Things I Wish I knew at age 17, October 5, 2017

Chapel where we meditate

I realize human development happens in stages at different times of life due to physical and mental states. However, there are some things I wish I knew, or had understood in my teens. I take my students to meditate at least once every two weeks. When they lay down on their yoga mats I take them through a relaxation practice I have created over the years. Last year I took a class on meditation that taught me mindfulness. I use parts of it during the relaxation. I tell the students to stretch out their legs, arms, and bodies. Then they tighten different muscles and relax them with direction. They concentrate on their breathing. The next portion is dedicated to self-awareness. I ask them to first notice the sounds of the room, the temperature, the light or darkness.

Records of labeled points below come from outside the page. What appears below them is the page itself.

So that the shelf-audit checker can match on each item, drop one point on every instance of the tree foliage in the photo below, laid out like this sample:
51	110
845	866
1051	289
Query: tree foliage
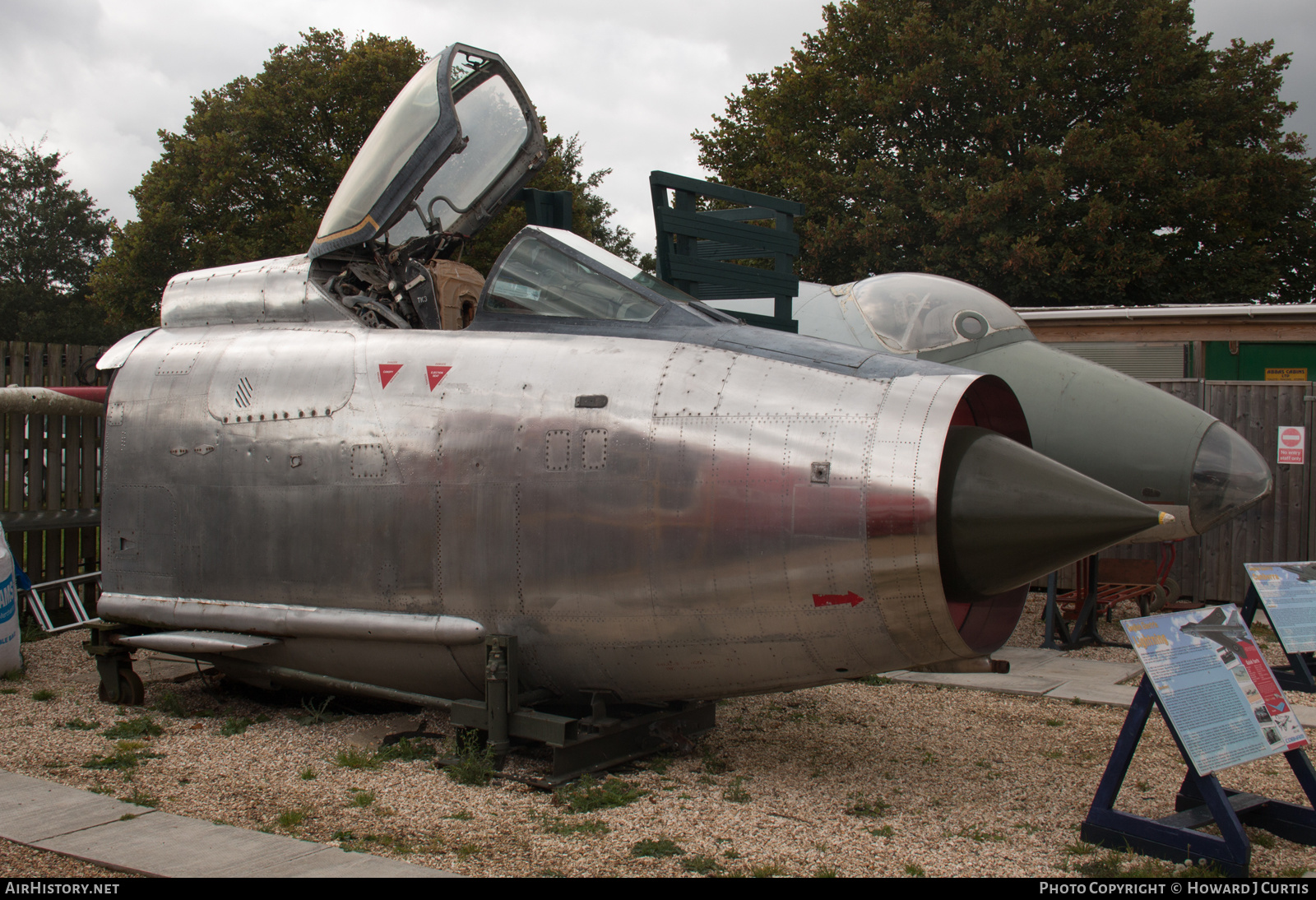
1076	151
260	158
50	239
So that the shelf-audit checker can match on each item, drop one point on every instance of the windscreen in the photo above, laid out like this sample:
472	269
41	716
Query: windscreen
495	129
537	279
912	312
403	127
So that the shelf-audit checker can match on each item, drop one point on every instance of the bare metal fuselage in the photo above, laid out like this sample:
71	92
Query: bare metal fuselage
679	541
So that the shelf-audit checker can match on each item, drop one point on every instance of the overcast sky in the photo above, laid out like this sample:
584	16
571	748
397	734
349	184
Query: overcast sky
98	78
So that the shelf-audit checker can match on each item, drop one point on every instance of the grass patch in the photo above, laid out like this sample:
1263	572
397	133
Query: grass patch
701	865
864	807
736	791
589	827
236	726
354	759
657	849
125	755
140	798
79	726
587	795
135	728
291	819
170	704
407	750
474	763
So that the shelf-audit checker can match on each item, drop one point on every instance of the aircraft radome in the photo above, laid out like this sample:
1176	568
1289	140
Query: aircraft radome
1131	436
316	476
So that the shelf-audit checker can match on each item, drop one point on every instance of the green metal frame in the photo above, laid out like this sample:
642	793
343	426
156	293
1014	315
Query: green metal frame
694	245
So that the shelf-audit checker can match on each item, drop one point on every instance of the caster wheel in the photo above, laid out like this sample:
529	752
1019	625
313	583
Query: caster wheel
132	693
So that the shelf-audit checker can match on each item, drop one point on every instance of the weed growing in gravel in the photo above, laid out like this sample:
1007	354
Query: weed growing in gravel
141	799
875	680
978	834
354	759
657	849
591	827
474	763
127	755
714	765
587	795
290	819
135	728
79	726
862	807
236	726
736	792
701	865
170	704
407	750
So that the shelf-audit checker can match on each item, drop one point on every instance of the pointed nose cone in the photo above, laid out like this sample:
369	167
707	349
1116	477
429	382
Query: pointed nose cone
1228	476
1007	515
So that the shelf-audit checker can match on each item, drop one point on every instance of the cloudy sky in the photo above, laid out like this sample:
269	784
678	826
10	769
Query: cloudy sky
98	78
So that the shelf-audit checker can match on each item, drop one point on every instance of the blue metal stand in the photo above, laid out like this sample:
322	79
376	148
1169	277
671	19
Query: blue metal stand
1201	801
1298	674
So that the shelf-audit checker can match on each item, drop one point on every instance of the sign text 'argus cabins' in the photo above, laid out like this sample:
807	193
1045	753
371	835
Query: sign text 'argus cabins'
1215	687
1293	445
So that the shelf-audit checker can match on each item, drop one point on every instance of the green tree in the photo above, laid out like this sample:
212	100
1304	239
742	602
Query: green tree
50	239
260	158
1076	151
254	167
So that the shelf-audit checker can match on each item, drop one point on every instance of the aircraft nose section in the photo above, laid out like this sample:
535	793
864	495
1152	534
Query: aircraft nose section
1228	476
1007	515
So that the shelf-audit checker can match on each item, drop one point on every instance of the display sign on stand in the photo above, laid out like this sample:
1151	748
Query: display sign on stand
1223	707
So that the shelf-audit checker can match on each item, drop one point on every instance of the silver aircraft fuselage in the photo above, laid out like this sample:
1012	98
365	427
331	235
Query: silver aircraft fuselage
677	541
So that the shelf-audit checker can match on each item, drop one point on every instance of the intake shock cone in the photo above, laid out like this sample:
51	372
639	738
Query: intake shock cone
1007	515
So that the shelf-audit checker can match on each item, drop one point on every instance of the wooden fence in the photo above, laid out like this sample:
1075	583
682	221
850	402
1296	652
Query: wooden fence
52	465
1280	528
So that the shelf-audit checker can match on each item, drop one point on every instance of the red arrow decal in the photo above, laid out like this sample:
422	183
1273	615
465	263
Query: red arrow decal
837	599
436	374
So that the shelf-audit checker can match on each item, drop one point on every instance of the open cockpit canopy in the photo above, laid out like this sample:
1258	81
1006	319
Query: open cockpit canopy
447	155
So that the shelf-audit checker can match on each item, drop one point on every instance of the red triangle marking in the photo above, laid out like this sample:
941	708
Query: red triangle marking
837	599
436	374
387	371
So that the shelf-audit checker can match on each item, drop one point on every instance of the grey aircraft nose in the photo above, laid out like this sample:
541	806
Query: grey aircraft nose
1007	515
1228	476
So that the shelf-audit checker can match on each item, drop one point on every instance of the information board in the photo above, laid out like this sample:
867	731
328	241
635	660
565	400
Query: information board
1216	689
1289	594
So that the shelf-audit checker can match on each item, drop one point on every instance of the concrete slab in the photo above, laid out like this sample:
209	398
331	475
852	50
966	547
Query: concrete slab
1110	695
173	847
36	810
1022	684
94	828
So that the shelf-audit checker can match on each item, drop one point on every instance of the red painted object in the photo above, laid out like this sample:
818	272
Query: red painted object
94	394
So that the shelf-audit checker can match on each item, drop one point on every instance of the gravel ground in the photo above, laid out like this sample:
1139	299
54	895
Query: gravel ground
850	779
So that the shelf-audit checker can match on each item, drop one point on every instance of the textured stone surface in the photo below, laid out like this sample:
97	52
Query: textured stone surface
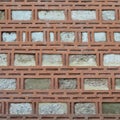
3	60
67	36
108	15
100	36
51	60
85	108
20	108
9	36
37	83
37	36
117	83
51	15
67	83
21	15
83	15
82	60
24	60
95	84
2	15
84	37
111	60
117	36
7	84
111	108
52	108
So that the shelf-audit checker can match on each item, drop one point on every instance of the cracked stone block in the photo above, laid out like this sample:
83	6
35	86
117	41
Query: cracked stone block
52	108
37	36
100	36
52	36
85	108
111	60
67	83
24	60
108	15
7	84
20	108
82	60
84	37
21	15
111	108
67	36
9	36
3	59
51	15
95	84
117	36
83	15
2	14
37	83
52	60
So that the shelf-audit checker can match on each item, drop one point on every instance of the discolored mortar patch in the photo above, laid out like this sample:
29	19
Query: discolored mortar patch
82	60
37	83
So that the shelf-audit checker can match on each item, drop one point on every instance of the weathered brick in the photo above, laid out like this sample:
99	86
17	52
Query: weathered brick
95	84
21	15
52	108
20	108
37	36
3	59
9	36
111	60
108	15
67	36
24	60
83	15
111	108
82	60
100	36
7	84
51	60
37	83
67	83
2	14
85	108
51	15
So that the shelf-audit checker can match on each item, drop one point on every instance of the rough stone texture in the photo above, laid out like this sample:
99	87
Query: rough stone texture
84	37
82	60
3	60
20	108
21	15
7	84
111	108
24	60
85	108
100	36
117	36
9	36
108	15
117	83
37	36
2	15
52	108
95	84
67	36
52	36
83	15
51	15
37	83
51	60
111	60
67	83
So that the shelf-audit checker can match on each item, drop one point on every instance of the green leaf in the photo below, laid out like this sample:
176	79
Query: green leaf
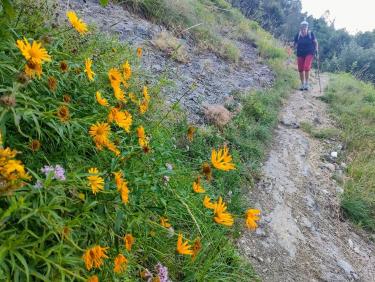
103	2
8	8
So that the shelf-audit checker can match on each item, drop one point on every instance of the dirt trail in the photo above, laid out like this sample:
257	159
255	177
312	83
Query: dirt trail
301	235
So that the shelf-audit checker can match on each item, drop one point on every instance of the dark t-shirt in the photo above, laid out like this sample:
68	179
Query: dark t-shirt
305	44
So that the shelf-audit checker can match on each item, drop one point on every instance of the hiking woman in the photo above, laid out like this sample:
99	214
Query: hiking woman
306	45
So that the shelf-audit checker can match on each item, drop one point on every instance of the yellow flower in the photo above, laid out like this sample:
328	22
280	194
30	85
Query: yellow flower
221	215
252	216
122	187
133	98
112	147
6	154
93	278
64	66
127	70
197	188
52	83
121	264
63	113
96	182
88	71
164	222
13	170
35	145
129	241
197	246
102	101
224	218
207	203
124	192
220	206
118	178
77	23
33	70
139	52
141	132
122	119
114	76
206	169
145	94
94	256
183	248
100	133
222	159
33	53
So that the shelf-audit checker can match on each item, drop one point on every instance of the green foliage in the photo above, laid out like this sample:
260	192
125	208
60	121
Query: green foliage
352	104
44	231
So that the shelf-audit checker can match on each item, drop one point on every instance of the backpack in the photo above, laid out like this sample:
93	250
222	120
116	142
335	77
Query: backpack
308	33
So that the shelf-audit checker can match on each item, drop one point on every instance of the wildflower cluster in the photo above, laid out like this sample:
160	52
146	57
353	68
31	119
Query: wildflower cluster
108	181
12	171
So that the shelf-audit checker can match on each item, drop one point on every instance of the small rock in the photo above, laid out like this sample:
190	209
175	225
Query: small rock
339	190
260	232
330	167
351	244
348	269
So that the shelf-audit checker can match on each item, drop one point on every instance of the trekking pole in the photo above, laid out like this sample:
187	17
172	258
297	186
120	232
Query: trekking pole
318	62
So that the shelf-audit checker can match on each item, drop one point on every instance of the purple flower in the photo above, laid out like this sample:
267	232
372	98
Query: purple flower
38	184
59	173
47	169
162	272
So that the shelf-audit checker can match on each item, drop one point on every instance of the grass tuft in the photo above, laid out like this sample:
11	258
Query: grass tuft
351	102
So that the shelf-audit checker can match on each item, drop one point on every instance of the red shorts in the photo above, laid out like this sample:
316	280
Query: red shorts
304	63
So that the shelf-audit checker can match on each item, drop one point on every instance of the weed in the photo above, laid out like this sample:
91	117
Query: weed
351	103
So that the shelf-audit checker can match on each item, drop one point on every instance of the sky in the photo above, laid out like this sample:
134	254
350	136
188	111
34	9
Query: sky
354	15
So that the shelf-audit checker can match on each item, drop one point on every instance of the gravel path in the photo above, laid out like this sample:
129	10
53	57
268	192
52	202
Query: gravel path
302	236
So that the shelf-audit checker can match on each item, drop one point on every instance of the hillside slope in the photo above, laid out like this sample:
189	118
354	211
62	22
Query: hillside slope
102	178
199	77
302	235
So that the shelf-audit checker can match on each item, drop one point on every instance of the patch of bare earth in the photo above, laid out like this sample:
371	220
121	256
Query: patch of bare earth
199	77
302	236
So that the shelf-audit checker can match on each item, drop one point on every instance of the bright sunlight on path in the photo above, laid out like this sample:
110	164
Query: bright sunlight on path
302	236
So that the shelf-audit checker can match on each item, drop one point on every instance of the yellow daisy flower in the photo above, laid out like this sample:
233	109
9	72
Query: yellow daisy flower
88	71
33	53
94	256
197	188
183	248
120	263
221	159
77	23
252	216
102	101
96	182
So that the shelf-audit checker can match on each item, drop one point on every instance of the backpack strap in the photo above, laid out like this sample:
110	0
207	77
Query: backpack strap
308	33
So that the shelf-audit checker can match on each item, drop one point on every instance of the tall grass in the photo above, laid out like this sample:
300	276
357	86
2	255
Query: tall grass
353	104
45	228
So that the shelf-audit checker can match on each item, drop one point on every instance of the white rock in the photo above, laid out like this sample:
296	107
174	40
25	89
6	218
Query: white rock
351	244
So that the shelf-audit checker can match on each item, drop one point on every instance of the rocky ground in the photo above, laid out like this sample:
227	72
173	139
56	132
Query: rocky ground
302	235
205	79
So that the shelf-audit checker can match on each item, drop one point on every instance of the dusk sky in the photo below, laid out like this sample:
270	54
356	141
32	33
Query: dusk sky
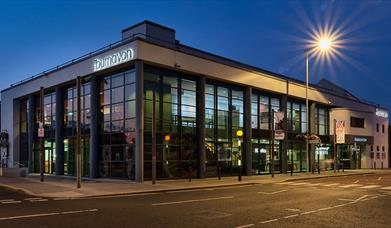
38	35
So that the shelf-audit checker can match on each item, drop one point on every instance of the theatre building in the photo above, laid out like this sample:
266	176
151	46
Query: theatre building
201	101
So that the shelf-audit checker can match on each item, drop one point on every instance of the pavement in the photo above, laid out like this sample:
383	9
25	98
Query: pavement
360	199
61	187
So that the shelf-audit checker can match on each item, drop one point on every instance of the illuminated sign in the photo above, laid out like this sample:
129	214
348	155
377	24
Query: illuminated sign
381	113
356	139
113	59
340	132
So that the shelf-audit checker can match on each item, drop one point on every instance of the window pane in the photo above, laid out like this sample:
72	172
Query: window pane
130	92
117	95
117	80
117	112
130	111
130	77
189	85
188	97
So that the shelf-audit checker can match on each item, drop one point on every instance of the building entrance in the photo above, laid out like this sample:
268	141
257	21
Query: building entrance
50	156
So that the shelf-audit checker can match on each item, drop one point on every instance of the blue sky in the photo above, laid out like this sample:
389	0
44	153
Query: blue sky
38	35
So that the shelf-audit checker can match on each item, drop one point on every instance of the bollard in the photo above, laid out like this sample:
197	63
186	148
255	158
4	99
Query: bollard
190	171
318	164
218	171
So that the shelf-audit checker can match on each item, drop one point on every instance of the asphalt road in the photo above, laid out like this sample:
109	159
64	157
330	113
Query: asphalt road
353	201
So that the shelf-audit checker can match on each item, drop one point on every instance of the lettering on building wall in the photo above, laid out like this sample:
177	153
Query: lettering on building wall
113	59
357	139
381	113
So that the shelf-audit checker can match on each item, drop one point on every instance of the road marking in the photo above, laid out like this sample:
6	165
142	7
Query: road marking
307	212
6	200
115	196
315	184
291	216
248	225
38	200
340	205
267	221
300	183
342	199
10	202
271	193
191	201
325	208
47	214
293	209
370	186
331	185
189	190
32	198
350	185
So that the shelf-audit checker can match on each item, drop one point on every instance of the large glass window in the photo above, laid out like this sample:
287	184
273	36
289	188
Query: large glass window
321	121
175	110
70	121
224	107
262	108
117	129
24	111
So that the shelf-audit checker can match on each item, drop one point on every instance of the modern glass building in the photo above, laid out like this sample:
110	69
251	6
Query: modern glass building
201	101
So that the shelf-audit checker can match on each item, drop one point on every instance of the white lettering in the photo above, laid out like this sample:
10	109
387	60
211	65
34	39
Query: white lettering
112	60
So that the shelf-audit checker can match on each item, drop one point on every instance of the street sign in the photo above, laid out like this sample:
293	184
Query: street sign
41	132
279	135
340	132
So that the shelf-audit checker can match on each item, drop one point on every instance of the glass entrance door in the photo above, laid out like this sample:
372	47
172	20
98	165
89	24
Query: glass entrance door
50	156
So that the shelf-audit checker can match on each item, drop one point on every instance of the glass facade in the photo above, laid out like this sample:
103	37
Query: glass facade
175	112
296	125
176	117
262	107
69	132
23	128
117	125
224	109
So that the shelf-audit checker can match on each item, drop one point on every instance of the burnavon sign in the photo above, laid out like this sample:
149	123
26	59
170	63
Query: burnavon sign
113	59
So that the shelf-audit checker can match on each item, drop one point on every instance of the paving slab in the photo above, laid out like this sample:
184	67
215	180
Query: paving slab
65	187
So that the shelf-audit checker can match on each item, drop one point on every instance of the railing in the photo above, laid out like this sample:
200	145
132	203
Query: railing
6	163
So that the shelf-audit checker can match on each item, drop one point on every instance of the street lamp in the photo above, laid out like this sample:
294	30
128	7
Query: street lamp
323	45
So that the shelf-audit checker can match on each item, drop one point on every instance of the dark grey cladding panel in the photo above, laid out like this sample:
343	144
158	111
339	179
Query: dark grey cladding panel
151	31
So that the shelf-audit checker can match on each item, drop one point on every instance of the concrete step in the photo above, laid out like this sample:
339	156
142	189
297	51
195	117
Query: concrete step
13	172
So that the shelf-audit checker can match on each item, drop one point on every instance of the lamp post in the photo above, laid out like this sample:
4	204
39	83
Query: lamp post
239	134
323	44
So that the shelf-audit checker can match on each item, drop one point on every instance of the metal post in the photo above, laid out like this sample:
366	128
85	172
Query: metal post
240	160
153	137
292	163
318	163
78	132
335	145
272	147
307	112
41	139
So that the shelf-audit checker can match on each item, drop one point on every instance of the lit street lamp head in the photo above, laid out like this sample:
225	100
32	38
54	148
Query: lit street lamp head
324	43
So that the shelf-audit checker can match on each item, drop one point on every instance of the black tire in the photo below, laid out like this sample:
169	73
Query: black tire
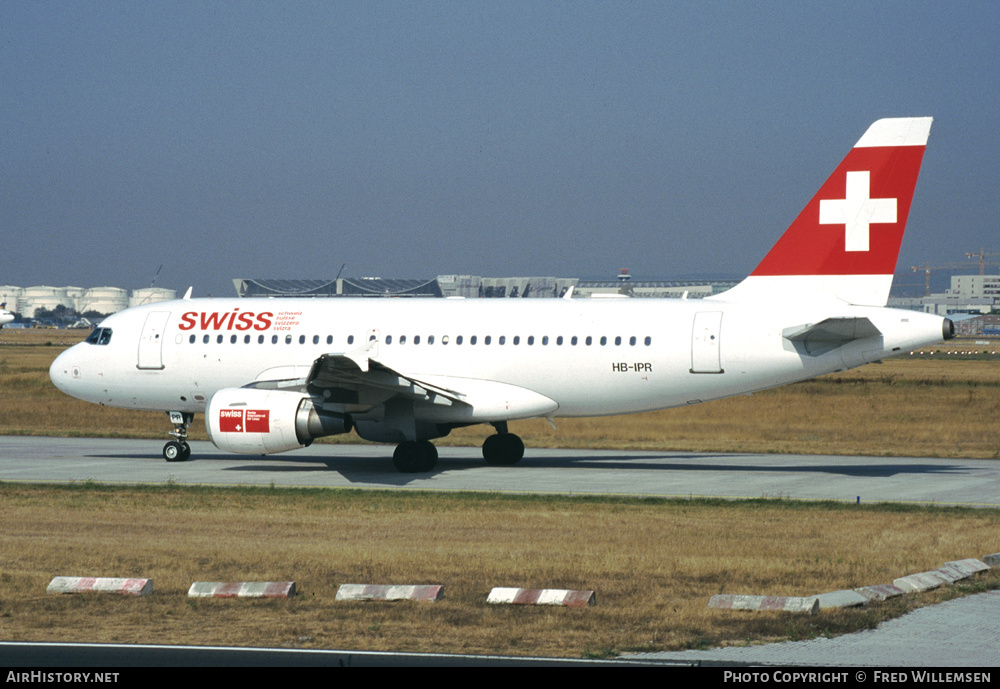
175	451
503	449
412	457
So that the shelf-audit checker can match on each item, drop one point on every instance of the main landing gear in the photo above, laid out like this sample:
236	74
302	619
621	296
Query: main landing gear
178	450
503	449
417	456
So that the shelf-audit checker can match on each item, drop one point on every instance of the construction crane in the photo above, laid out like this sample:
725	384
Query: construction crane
981	255
927	268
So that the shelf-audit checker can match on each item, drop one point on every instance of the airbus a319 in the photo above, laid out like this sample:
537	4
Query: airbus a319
275	374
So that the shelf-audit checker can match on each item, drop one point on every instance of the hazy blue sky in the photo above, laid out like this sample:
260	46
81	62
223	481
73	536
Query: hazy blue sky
411	139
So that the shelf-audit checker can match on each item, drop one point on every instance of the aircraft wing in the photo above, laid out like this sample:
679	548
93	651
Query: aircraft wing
819	338
360	382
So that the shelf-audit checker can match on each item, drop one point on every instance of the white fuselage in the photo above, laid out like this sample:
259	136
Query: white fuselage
589	356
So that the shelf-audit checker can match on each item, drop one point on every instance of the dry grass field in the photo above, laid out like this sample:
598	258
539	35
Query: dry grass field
931	406
653	563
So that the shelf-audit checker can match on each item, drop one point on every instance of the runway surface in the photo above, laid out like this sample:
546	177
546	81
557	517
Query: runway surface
967	482
957	633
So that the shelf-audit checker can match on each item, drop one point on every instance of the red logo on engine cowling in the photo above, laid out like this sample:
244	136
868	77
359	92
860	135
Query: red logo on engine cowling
245	421
226	320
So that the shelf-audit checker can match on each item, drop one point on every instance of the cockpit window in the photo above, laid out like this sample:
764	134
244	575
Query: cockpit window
100	336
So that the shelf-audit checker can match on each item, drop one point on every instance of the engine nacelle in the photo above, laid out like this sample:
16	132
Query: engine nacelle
253	421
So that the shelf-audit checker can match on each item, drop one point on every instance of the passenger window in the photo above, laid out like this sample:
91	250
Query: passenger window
99	336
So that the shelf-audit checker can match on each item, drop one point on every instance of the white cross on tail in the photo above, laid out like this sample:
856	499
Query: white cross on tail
857	211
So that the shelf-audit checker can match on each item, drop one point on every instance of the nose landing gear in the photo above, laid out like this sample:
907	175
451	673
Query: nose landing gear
178	450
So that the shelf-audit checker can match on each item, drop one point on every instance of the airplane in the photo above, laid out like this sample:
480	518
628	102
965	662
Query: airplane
5	315
274	374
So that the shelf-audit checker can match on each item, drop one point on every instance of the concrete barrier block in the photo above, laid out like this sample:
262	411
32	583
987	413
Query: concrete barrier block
970	565
841	599
923	581
564	597
128	587
728	601
242	589
952	573
880	591
431	592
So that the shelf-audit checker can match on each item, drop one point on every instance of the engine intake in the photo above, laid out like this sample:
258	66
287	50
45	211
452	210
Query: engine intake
247	420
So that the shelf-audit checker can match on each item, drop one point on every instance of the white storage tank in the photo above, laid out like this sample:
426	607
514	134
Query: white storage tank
104	300
44	297
151	295
12	296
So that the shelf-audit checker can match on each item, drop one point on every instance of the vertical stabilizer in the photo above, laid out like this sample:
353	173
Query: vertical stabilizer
844	243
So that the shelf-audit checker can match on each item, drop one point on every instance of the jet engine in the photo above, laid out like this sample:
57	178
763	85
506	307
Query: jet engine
253	421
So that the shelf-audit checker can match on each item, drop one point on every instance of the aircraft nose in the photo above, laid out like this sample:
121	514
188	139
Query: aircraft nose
62	372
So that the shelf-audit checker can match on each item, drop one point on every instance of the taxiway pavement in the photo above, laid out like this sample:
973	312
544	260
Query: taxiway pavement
970	482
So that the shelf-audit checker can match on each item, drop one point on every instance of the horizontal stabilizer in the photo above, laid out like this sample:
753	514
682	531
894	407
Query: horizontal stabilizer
827	335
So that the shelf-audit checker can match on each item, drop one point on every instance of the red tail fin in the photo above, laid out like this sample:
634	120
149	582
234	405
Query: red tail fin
845	242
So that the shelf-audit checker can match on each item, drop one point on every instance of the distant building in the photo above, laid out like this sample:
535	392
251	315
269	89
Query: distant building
477	287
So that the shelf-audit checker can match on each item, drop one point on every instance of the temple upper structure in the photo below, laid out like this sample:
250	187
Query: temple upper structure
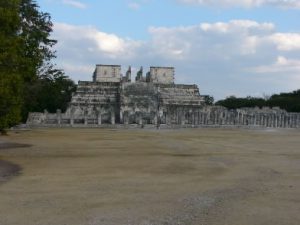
107	73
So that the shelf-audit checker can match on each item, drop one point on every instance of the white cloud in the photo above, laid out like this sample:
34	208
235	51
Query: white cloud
134	5
75	4
282	65
94	40
239	56
245	3
286	41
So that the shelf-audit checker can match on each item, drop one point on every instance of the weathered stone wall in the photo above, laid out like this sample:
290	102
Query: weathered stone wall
107	73
157	103
162	75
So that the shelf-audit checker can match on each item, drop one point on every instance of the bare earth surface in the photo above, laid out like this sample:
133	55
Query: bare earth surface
143	177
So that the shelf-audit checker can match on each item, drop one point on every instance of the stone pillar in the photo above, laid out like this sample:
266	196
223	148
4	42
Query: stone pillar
126	117
46	115
99	118
155	120
182	120
193	117
58	116
112	116
121	117
85	119
71	118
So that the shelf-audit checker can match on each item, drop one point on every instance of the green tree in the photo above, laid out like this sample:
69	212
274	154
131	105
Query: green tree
25	59
49	92
10	66
208	100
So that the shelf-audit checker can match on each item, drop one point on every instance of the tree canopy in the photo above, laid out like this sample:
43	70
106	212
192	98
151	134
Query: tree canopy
26	62
288	101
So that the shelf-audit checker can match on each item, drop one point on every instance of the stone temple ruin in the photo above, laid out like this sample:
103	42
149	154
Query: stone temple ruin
152	100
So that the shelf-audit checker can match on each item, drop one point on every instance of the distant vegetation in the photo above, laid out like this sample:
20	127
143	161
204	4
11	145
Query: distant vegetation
288	101
29	80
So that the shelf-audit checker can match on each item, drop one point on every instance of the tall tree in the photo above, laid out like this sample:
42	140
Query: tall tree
10	64
25	56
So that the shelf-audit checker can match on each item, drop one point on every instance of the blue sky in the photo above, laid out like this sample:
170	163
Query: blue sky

Then I ask them to bring attention to their bodies, how the temperature feels on their skin, how their feet feel inside their socks, and shoes. I ask if they can feel the fabric against their backs. The next part is what I wish I knew. I ask them to notice how they feel, their emotions. I tell them emotions are temporary; no one stays angry, sad, or happy all day long. I ask them to look and observe their emotions but to realize they are not their emotions, they do not define them as a person. I ask them to not attach to that emotion but to watch it change. Next, I ask them to notice their thoughts and how like emotions those too are temporary and that we are not our thoughts, and not to attach our identities to our thoughts. I ask them to allow all of their self awareness to be in the background and to simply listen, suspend judgement and just be present. Then I start into the guided meditation.

As a teen I wish someone had told me that I am not my emotions or thoughts, that they are both temporary and will come and go. As a hormonal, teenage girl my thoughts and emotions were extreme and I was intensely tangled in both. I thought that the morbid poetry I wrote defined me as a person and the anger or sadness I felt were part of who I was. To have known that it would all shift would have been a treasure. Of course, I don’t know how deeply I could have understood that concept.

I hope and pray that my students are able to watch their emotions and thoughts come and go. I want them to realize no emotions or thoughts should lead a teen to a permanent decision such as suicide, or poor choices. That although things seem to last forever, that feeling is fleeting. I pray that they learn something from my experience and understanding of mindfulness.